Question: The market has lost about 25% this year, and my investment statements tell me a similar story. When will the bleeding end?
Answer: It probably feels like your portfolio sank, and now you’re drowning in a sea of bad economic news and falling stock prices. Bear markets aren’t fun, but they don’t have to be a disaster. With proper planning, you might be able to profit from the current market.
To understand how America gets out of the bear market, you need to understand how we got into it. When COVID-19 hit, both the federal government and the Federal Reserve (Fed) threw everything they could into the punch bowl to keep the economic party going and stave off a massive recession. Mission accomplished, but now America has a hangover.
Thanks to all that stimulus, the United States came out of COVID-19 with a relatively strong economy, and Americans were eager to buy things. However, the rest of the world wasn’t ready to supply those goods and services. More demand plus lower supply equals higher prices—aka inflation.

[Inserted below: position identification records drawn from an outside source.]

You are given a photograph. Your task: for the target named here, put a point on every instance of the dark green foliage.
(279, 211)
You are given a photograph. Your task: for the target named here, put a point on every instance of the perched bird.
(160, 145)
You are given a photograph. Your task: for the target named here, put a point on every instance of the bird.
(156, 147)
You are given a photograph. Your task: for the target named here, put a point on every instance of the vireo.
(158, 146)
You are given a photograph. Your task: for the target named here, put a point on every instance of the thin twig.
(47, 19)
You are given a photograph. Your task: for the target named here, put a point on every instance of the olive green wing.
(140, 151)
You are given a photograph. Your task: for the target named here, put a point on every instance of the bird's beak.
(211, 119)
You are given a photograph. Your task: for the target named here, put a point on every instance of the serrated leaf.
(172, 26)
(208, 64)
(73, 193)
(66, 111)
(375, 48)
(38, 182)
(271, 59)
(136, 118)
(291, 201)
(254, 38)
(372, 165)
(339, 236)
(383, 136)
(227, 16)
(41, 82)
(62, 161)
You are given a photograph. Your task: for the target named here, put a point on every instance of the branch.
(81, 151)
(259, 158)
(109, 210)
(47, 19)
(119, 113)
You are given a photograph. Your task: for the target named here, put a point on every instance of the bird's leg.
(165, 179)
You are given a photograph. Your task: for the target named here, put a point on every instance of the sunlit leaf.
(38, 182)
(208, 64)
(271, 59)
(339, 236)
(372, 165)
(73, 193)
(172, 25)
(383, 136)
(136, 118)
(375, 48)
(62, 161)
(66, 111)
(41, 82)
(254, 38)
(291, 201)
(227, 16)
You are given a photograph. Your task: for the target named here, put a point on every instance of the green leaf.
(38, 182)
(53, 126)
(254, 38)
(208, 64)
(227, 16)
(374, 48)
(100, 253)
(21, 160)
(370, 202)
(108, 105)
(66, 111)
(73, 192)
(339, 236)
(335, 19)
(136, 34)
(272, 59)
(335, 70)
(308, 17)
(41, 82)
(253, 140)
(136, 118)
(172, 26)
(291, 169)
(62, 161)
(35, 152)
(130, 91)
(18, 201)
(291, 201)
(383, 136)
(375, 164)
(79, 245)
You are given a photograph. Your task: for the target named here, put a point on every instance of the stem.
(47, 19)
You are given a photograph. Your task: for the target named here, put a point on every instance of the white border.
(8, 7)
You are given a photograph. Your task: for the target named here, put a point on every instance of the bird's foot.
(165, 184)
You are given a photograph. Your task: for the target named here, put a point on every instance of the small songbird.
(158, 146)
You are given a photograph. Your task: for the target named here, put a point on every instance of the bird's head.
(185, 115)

The Fed reacted strongly by having multiple 0.75% interest-rate increases (0.25% is a ‘normal’ increase, 0.50% is considered ‘strong’). The combination of higher interest rates, higher costs, and lower profits are a whammy on stock prices. Stock prices tend to fall when rates go up as the cost of capital becomes more expensive, and when earnings go down. When both happen at the same time? Well, you get 2022.
Now let’s talk about staying afloat in this tide of uncertainty. First, recognize that bear markets don’t last forever. Inflation will slow as the Fed raises interest rates, reducing demand, and new supplies and suppliers are created. Businesses will adapt to their conditions and earnings will start growing again. In other words, the conditions that are submerging your portfolio will reverse and it will start rising again. The tricky part is that the market does not wait for good news; it anticipates it. So, the market recovery will begin before the economic recovery.
If you want to keep swimming, work with your advisor. First, reaffirm that you have a plan to provide cash, or dry powder, while the bear market continues. Second, determine how much dry powder you want to reinvest when the situation improves. Remember, the waters will still be rough when it is time to start averaging back in. As we often say, investing takes courage.